Before we continue to investigate the genres column, we need to clean up the data set. The first thing we should do is to get rid of some of these columns because we are only interested in cleaning the genres categorical data. Therefore we will be running the code below to create a data frame containing only the primary title and genres column.
runtime_data = runtime_data[['primary_title', 'genres']]
Next we need to look at the data information by applying the function info() to our data frame. The function info() pulls up all the information in the data frame regarding the number of values and type of values in each column.
On the left we can see that our data frame contains two columns primary title and genres. Both columns are filled with object type data. However, our genres column seem to be missing values. Therefore, we need to clean up our data frame by either filling in those data with the correct genres or deleting the corresponding rows with missing data. Considering how large our data set is, we should remove these rows from our data by running the code below.
runtime_data = runtime_data.dropna()
After cleaning up the data set, we can see that the two columns contain the same number of non-null objects. Now we can focus on the genres column. As you can see above our genres column identify multiple genres that can describe the movie. But how do we use the genres column to do calculations? Let’s go through my thinking process and how I was able to change my data frame into something that can be analyzed.
When first coming upon this issue, I thought to “how do you identify categories in data frame?” To identify categories in data one would use True or False in other words using the number 1 for True or the number 0 for False. What do I want my code to do? I want my code to read each line and be able to assign the correct genre columns with the values 0 or 1.
My first attempt was to write a for loop that would read each row of the genres column and assign 1 or 0 if it is in the genres text or not. The code below first splits the text at each comma for each row in the genres column to create genres which stores a list of genres from the split up text. I was hoping that the next for loop in our code would run through the list and assign 1 to the corresponding genre column while in the same row.
for ind in runtime_data.index:
genres = runtime_data['genres'][ind].split(',')
for genre in genres:
runtime_data[genre] = 1
However, I ended up getting 1's in all the individual genre columns even if the genre wasn’t in the list. After that I thought maybe I need to specify the individual row that I am working on. So for my second attempt I changed my code by adding the corresponding row index at the end of my code shown below. But before running any changed code, I always reset the kernel so that it doesn’t save the previous results.
for ind in runtime_data.index:
genres = runtime_data['genres'][ind].split(',')
for genre in genres:
runtime_data[genre][ind] = 1
I ran the code and ended up getting the error KeyError: ‘Action’. This error basically tells me that they couldn’t assign the corresponding column and row the value of 1 because there is no such column.

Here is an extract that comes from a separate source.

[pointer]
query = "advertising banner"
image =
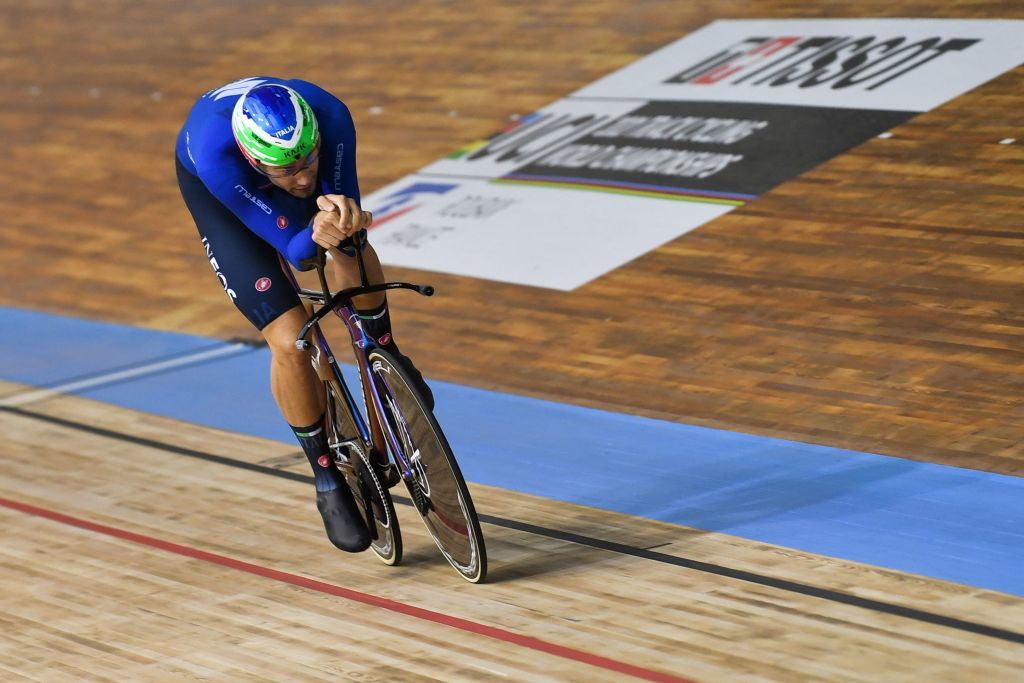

Therefore, we should create the genre columns with values of 0 before running the above code for this to work. But how can you create the individual genre columns without knowing all the possible genres? I decided to review my previous codes because it managed to create all the individual columns with values of 1. Along with a few changes to the for loop above, I turned it into a function that would return back to us a list of all possible genres in the genres column when given a data frame as an argument.
def genre_list(data):
glist = []
for ind in data.index:
genres = data['genres'][ind].split(',')
for genre in genres:
if genre in glist:
continue
else:
glist.append(genre)
return glist
My next task was to somehow use the list of genres and turn them into individual genre columns in my data frame with values of 0. I decided to write another function that would basically run through my list of genres and create the columns.
def create_df(list_of_genres, data):
for genre in list_of_genres:
data[genre] = 0
return data
After running these two functions back to back, I managed to get my data frame’s individual genre columns to contain only 0’s in each row. Now all we have to do now is to run the code in my second attempt above. This will generate what I want which assigns one if a certain genre appears in the corresponding genres column. As you can see below, in genres column’s first row we have the string ‘Action, Crime, Drama.’ We now have values of 1 in the Action, Crime and Drama column in the first row and 0’s in the other genre columns. Our final result ended up with 1’s in the corresponding genre columns and 0’s in the rest.
I later found out that this method of cleaning categorical data was called “One hot encoding.” One hot encoding is a process by which categorical data are converted into a form where we can quantify categorical data.
We can now count the correct amount of movies that are Dramas. For example, the genre column on the left shows there are 21486 movies with a Drama genre. However, if you look closely on the actual number of movies with the genre Drama is 49887. By cleaning categorical data we can now investigate and do calculations with the genres.